Difficulties in mastering walking and simplest object actions, lack of coordination of movements, and low muscle tone are typical features of Rett disease and cerebral palsy. Hence, sometimes children ill for a long time can be misdiagnosed as having cerebral palsy.
The characteristic feature of the Rett syndrome is a persistent lack of imitative activity and delays in the development of material and practical activities and speech communication. The sick kids have hardly expressive faces; they look “lifeless” or “unhappy”. One often encounters a look of a still, focusing on an object for a long time.

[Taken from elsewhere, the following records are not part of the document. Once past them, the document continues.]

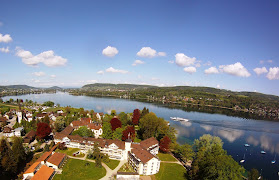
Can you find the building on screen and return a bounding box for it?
[54,133,160,175]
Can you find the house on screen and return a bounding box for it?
[46,152,66,169]
[23,130,36,144]
[3,126,23,137]
[54,133,160,175]
[116,172,140,180]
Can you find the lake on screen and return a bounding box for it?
[3,92,279,179]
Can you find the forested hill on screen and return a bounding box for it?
[80,83,279,103]
[81,83,156,91]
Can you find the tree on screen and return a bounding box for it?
[110,118,122,131]
[110,109,116,116]
[36,122,51,139]
[248,168,260,180]
[132,109,140,125]
[54,116,66,132]
[72,126,94,137]
[44,144,49,152]
[12,137,26,169]
[174,144,195,162]
[112,128,123,140]
[0,138,17,174]
[159,136,171,153]
[122,126,136,141]
[102,122,112,139]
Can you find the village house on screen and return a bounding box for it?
[54,133,160,175]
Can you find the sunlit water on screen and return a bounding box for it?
[3,93,279,179]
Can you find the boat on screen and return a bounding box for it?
[271,154,276,164]
[240,154,245,163]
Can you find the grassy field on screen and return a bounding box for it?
[105,159,120,170]
[155,163,186,180]
[118,163,135,172]
[55,148,84,157]
[53,159,106,180]
[158,153,177,161]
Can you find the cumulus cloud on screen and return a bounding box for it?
[103,46,118,57]
[16,48,68,67]
[0,47,10,53]
[175,53,196,66]
[97,71,105,74]
[253,67,268,75]
[204,66,219,74]
[132,60,144,66]
[266,67,279,80]
[158,52,167,56]
[137,47,167,58]
[183,66,197,74]
[106,67,128,74]
[32,72,46,77]
[0,33,13,43]
[219,62,251,77]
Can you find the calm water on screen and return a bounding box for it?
[3,93,279,179]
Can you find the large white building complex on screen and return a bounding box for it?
[54,126,160,175]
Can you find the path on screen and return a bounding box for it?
[68,155,127,180]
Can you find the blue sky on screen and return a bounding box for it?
[0,0,279,95]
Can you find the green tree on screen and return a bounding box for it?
[112,128,123,141]
[72,126,94,137]
[102,122,112,139]
[54,116,66,132]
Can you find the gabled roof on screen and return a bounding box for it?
[47,152,66,166]
[140,137,159,149]
[23,162,41,174]
[31,165,54,180]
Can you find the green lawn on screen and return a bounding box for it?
[53,159,106,180]
[118,163,135,172]
[105,159,120,170]
[155,163,186,180]
[158,153,177,161]
[55,148,84,157]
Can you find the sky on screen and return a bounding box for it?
[0,0,279,95]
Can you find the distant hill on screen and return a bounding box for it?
[48,86,63,90]
[81,83,156,91]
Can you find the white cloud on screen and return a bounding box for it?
[266,67,279,80]
[97,71,105,74]
[16,48,68,67]
[0,33,13,43]
[219,62,251,77]
[132,60,145,66]
[0,47,10,53]
[103,46,118,57]
[253,67,268,75]
[137,47,167,58]
[158,52,167,56]
[204,66,219,74]
[106,67,128,74]
[183,66,197,74]
[175,53,196,66]
[168,61,174,64]
[32,72,46,77]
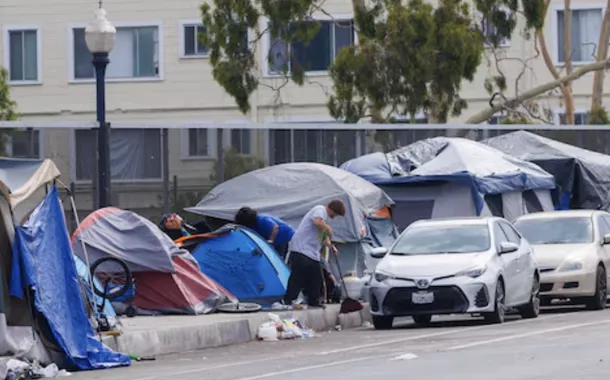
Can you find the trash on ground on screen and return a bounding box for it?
[0,359,72,380]
[256,313,315,341]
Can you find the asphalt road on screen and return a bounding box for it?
[71,309,610,380]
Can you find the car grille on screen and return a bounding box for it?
[474,285,489,307]
[383,286,468,315]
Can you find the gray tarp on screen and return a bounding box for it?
[482,131,610,209]
[185,163,394,242]
[72,207,188,273]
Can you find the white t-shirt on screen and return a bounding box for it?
[290,206,328,261]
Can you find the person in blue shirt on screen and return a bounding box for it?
[235,207,294,259]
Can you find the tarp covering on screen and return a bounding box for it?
[193,225,290,306]
[483,131,610,210]
[341,137,555,194]
[186,163,394,242]
[10,187,130,370]
[126,256,236,315]
[72,207,187,273]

Although several factors, such as degree and cause of severity, change from person to person, some general predisposing factors are connected with infant mental retardation. The first factors of this type are hereditary; for example, an infant may be suffering from inborn errors of metabolism (these occur when the infant’s body cannot transform food into energy, such as in the case of Phenylketonuria disorder), single genetic abnormalities, and several chromosomal aberrations.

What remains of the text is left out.